Three loaded subplots sit inside the tie. The first is Egypt’s first knockout-stage fixture in the modern World Cup format, with the captain’s fitness the central tactical question for Hossam Hassan’s staff. The second is Australia’s chase for their first men’s World Cup knockout win, a search three Socceroos from Tokyo 2021 have carried for five years. The third is Salah’s individual tournament line, which closes at the venue in Dallas either way, with a goal and two assists the captain’s contribution to date in the United States.
- Egypt’s debut is the team’s first knockout-stage fixture in the modern World Cup era, with the captain’s fitness the central call for Hossam Hassan.
- Australia’s chase is the first men’s World Cup knockout win, with three squad members carrying memories of the 2021 Olympic defeat in Yokohama.
- Salah’s role is the captain whose 2026 World Cup line of one goal and two assists closes either way at the Dallas venue.
Hassan will make his captain’s call before kickoff, with the medical staff tracking the hamstring workload each day in Spokane between Tuesday and Friday’s travel to Dallas. Australia’s preparations have run in parallel, with the round-of-32 deadline falling on the same evening for both squads.
Frequently Asked Questions
When is Egypt vs Australia at the 2026 World Cup?
Egypt face Australia in the World Cup last-32 on Friday in Dallas. The round-of-32 stage is the new knockout round introduced for this 48-team World Cup, with kickoff set for the early evening local time. Both sides wrapped up their group-stage runs earlier in the week and have trained in the United States since.
How did Salah pick up his hamstring strain?
Salah was substituted during Egypt’s 1-1 draw with Iran at Seattle’s Lumen Field on Friday, the second-half withdrawal coming once the strain had begun to limit his movement on the ball. The federation’s Tuesday training photos were released without a written update on the severity of the injury or the return-to-play window.
Has Egypt ever played a men’s World Cup knockout match before?

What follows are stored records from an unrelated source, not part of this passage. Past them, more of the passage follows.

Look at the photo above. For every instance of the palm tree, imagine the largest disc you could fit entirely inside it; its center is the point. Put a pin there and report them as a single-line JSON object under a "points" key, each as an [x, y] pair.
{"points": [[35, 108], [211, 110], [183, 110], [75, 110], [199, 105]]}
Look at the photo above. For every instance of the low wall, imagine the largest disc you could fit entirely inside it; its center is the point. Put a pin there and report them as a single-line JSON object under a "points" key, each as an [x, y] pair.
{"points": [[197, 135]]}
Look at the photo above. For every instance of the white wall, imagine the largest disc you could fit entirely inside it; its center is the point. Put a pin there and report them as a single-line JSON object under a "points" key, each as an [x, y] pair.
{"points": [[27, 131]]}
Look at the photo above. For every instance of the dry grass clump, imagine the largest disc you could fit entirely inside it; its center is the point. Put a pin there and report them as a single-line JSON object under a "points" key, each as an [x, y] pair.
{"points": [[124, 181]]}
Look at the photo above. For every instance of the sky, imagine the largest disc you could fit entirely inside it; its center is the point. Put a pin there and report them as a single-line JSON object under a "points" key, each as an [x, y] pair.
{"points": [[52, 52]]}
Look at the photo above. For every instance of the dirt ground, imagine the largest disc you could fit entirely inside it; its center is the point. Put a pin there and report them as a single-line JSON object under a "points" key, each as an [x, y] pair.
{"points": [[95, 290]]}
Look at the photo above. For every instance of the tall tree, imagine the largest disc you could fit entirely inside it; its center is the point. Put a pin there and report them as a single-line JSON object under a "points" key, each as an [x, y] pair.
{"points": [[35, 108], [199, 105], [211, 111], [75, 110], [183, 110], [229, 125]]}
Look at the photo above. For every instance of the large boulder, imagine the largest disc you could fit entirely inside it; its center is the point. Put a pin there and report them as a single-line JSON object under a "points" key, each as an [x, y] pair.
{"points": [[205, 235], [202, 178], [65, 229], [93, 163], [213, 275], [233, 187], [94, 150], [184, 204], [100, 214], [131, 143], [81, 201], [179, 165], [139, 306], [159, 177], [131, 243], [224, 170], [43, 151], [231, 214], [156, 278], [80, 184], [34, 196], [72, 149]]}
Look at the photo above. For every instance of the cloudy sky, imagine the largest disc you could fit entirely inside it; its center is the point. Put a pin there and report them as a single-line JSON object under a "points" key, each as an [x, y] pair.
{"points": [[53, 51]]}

Egypt enter the last-32 as the first knockout-stage appearance in the modern World Cup format for the Pharaohs. Their previous three appearances, in 1934, 1990 and 2018, all ended in the group stage. The 2026 tournament is Egypt’s fourth men’s World Cup and the first time the side has cleared the group phase in the current knockout format.
Has Australia won a knockout game at a men’s World Cup?
The Socceroos are chasing their first men’s World Cup knockout win in Dallas on Friday. The preview of their run into the round of 32 frames the search as a five-year build that started with the 2021 Olympic defeat to Egypt in Yokohama. Australia’s squad also features three Socceroos from that Olympic loss who remain active for the round-of-32 tie. Friday’s result will close the search one way or another.